Trading Economics verilerine göre, enf­lasyon oranı en yüksek seyreden ülkeler karşılaştırmasında yüzde 209 ile Arjan­tin başı çekiyor. Bunu yüzde 120 ile Suriye, yüzde 107 ile Günay Sudan, yüzde 60 ile Fi­listin ve yüzde 57.5 ile Zimbabwe takip edi­yor.

En yüksek enflasyonlu ülkeler dünya sıralamasında Türkiye ise yüzde 49.38 ile Zimbabwe’den sonra altıncı sırada yer alı­yor. G-20 karşılaştırmasında ise en yüksek enflasyon ortamında ilk sırada yine Arjan­tin yer alırken, Türkiye ikinci sırada gözle­niyor. Türkiye’yi yüzde 8.6 ile Rusya takip ediyor. Avrupa coğrafyasında ise Türkiye en yüksek enflasyonda ilk sırada. Bizi savaş ortamı devam eden Rusya ve Ukrayna ta­kip ediyor. Her ikisinde de en son açıklanan enflasyon verisi yüzde 8.6’lara işaret ediyor. Fark büyük.

AB’de enflasyon ortalaması yüzde 2.1 olurken, ABD’de en son veri yüzde 2.4’e işaret ediyor. Dolayısıyla Avrupa Mer­kez Bankası ile Fed açısından faiz indirimi­ne gitmek için haklı bir dönem oluştuğu ve­riye de yansımış durumda. Hane halkının yaşam kalitesini ortaya koyan gıda enflas­yonunda ise sıralamamız yukarıda verdik­lerime paralel seyretmekte. Özetle fark­lı coğrafyalar açısından da incelendiğinde, enflasyonun ortamında Türkiye’nin negatif ayrıştığı verilere de yansımış durumda.
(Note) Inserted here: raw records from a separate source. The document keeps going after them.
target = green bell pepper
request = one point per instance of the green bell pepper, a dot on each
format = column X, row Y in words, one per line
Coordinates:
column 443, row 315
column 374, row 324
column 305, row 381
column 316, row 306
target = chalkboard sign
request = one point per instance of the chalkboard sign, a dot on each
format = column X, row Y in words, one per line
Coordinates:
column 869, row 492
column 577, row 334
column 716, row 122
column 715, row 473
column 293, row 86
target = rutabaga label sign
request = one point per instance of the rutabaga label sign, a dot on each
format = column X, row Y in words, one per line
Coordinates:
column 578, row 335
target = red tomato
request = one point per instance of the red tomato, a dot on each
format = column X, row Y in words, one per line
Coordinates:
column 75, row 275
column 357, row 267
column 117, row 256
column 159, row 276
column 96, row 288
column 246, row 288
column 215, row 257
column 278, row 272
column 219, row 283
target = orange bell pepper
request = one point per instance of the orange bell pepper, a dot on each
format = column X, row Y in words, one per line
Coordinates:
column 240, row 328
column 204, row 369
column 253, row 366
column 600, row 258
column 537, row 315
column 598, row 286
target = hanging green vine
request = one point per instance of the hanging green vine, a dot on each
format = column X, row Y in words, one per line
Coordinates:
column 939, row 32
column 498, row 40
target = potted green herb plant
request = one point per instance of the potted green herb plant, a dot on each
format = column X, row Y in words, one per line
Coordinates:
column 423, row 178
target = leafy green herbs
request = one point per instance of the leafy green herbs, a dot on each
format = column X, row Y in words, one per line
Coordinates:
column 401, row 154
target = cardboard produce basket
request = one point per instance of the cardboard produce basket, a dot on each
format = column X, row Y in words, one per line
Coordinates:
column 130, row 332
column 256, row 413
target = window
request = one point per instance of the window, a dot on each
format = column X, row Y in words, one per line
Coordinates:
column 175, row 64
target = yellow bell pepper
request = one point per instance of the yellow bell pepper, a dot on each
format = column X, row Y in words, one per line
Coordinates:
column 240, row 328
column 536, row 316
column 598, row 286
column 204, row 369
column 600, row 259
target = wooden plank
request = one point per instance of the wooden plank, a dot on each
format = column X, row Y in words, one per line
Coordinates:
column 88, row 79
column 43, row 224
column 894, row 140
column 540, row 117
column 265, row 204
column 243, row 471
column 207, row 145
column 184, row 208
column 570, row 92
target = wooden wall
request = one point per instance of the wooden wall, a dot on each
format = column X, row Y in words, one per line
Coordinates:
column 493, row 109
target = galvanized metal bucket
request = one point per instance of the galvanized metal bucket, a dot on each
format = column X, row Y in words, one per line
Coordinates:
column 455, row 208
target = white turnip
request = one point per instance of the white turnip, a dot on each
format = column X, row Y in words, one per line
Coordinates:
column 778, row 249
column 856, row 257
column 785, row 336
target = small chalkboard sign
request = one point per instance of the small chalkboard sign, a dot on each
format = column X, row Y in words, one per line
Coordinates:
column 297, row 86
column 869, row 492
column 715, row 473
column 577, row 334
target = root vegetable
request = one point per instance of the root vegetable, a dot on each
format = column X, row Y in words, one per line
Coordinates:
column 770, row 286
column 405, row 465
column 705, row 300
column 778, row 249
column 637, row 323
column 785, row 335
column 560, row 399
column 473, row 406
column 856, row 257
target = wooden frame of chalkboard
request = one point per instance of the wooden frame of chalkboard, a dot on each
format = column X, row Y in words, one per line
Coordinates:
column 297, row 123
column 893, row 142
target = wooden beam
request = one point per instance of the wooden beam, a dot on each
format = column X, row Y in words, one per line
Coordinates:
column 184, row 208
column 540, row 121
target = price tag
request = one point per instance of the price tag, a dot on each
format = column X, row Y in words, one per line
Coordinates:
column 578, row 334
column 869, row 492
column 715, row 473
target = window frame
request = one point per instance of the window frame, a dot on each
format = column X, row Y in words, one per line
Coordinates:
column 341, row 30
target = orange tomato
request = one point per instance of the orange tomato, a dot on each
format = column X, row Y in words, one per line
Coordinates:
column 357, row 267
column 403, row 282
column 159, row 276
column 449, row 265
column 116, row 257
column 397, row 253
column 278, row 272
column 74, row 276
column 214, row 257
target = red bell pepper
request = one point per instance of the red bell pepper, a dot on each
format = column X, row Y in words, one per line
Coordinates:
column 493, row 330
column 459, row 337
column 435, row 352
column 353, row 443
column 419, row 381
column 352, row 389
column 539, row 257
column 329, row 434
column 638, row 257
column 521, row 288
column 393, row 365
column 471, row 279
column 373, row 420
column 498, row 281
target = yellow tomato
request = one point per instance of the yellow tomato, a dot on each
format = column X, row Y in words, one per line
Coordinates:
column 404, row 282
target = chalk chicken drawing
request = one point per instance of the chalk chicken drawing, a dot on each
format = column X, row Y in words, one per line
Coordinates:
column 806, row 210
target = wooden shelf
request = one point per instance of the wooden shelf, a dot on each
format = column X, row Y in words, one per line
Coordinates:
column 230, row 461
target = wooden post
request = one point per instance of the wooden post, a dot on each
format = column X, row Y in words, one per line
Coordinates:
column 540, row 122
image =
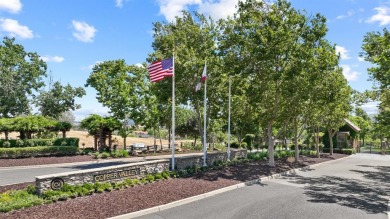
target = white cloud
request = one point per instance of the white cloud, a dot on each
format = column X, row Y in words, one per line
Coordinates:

Güvercin politikalar için zaman var

MB’nin güvercin tarafta konumlanma­ya başlaması için aylık yüzde 1.5 civarı bir hedefi olduğunu biliyoruz. En son açıkla­nan enflasyon verisi yüzde 2.97 ile bu he­defte önemli bir sapmaya işaret ediyor. El­bette eylül ayı enflasyonu özellikle eğitim harcamalarındaki artış nedenli yüksek ge­lebilir fakat bu büyük sapmayı yine de sa­dece bununla açıklamak zor.
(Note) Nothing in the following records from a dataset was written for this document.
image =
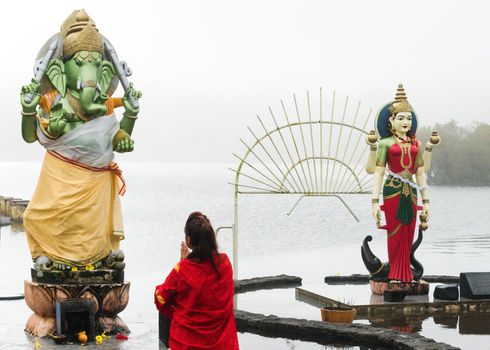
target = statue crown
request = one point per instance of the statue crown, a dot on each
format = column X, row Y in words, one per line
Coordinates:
column 80, row 33
column 400, row 104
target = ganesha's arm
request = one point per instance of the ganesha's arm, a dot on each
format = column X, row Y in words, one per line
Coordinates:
column 379, row 173
column 127, row 124
column 29, row 113
column 29, row 124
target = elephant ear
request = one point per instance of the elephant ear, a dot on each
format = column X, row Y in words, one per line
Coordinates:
column 106, row 75
column 56, row 75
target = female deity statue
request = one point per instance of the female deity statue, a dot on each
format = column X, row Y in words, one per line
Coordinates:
column 73, row 220
column 398, row 156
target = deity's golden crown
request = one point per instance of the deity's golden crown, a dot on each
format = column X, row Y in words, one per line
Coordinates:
column 400, row 104
column 79, row 33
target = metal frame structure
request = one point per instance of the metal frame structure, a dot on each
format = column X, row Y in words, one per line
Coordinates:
column 309, row 157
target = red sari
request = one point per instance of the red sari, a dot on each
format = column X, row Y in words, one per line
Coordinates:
column 400, row 203
column 199, row 304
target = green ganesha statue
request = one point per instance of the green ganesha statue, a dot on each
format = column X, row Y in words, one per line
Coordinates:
column 73, row 221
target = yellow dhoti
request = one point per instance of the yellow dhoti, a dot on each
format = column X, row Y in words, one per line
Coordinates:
column 74, row 216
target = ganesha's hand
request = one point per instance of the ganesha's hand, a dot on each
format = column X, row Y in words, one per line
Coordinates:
column 131, row 95
column 124, row 145
column 122, row 142
column 34, row 89
column 376, row 214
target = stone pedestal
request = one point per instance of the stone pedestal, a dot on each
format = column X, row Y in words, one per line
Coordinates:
column 109, row 299
column 412, row 288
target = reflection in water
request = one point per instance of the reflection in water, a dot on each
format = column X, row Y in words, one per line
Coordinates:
column 446, row 320
column 469, row 323
column 474, row 323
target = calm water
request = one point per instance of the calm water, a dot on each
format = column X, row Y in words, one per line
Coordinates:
column 320, row 238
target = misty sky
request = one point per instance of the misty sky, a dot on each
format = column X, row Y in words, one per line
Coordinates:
column 207, row 67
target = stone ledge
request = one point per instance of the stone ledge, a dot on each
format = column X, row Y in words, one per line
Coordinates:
column 269, row 282
column 327, row 333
İşte tüm bu başlıkları da topladığımızda MB geçtiğimiz hafta faizde bir değişikliğe gitmeyerek yüz­de 50’yi koruma kararı aldı. Sürpriz olmadı, son açıklanan enflasyon buna işaret etmiş­ti. Esasen enflasyonu kontrol altına alabil­mek için sıkı para politikası tek başına işe yaramıyor. Yarasaydı bunun etkisini biraz daha hızlı görebilmemiz gerekirdi.
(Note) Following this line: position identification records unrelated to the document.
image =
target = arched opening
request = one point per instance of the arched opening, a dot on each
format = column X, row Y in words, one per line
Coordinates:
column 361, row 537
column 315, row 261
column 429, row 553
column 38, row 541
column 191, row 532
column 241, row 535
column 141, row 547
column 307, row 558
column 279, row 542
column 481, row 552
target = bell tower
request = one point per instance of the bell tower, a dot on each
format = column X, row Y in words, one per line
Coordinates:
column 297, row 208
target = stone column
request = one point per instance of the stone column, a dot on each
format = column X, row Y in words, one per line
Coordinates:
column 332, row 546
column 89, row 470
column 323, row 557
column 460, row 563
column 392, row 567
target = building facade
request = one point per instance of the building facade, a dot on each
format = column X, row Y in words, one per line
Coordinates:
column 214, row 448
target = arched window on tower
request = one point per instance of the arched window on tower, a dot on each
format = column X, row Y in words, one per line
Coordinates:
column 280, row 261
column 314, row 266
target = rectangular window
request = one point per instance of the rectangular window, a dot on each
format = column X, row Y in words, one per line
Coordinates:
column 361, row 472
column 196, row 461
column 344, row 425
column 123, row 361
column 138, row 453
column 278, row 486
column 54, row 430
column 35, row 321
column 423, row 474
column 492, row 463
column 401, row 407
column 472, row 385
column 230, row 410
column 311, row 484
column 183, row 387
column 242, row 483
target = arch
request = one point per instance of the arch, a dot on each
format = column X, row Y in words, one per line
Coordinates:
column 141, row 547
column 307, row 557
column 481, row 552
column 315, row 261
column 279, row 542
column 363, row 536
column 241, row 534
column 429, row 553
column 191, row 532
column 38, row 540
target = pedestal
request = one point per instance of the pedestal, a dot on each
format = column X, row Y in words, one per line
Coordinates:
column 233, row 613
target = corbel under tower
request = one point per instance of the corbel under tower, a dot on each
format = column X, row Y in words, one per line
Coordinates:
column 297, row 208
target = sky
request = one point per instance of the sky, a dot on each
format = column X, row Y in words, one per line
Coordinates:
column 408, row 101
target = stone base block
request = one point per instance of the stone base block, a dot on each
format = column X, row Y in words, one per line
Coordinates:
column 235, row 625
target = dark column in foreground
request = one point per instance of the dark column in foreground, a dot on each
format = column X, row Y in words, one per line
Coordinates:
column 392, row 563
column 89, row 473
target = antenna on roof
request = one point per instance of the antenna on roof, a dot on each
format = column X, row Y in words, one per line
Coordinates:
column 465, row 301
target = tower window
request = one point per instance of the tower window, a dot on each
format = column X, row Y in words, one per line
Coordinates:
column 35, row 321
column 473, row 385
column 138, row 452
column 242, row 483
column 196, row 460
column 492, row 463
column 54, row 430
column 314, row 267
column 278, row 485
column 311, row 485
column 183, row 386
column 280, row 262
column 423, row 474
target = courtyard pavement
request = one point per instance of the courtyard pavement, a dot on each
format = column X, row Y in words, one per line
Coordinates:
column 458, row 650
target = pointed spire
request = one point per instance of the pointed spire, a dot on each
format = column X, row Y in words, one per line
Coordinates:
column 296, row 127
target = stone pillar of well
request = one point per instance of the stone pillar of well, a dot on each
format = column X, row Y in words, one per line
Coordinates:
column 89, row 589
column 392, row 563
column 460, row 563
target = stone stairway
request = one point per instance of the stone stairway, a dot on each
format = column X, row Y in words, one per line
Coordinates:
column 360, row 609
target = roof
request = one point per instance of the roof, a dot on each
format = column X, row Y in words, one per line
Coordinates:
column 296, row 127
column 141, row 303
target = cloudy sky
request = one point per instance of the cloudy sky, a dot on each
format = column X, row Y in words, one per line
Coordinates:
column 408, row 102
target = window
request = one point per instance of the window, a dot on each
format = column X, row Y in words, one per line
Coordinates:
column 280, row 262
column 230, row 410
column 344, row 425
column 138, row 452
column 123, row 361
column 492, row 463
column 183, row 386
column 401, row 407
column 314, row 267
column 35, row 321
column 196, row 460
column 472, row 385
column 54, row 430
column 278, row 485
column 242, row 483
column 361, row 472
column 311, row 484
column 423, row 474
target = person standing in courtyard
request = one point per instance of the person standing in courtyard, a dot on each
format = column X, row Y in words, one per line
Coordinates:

Bana gö­re hane halkının ekonomiye ve fiyat istikra­rına duymuş olduğu güvensizlik, ister iste­mez talep tarafında istenen sonucu vermi­yor. Bu güvensizliği de şüphesiz belirsizlik besliyor. MB’nin faizleri sabit tutma kararı ile Türkiye’de yüksek faiz ortamına devam denildi. Esasen bu ortama zemin hazırla­yan da uzunca süre küresel piyasaların ak­sine sürdürülen düşük faiz ortamıydı. Kü­resel veriler, 2022 yılının geneli hatta daha da öncesi için diğer Merkez Bankaları açı­sından faiz artışlarının başladığını bize gös­teriyor.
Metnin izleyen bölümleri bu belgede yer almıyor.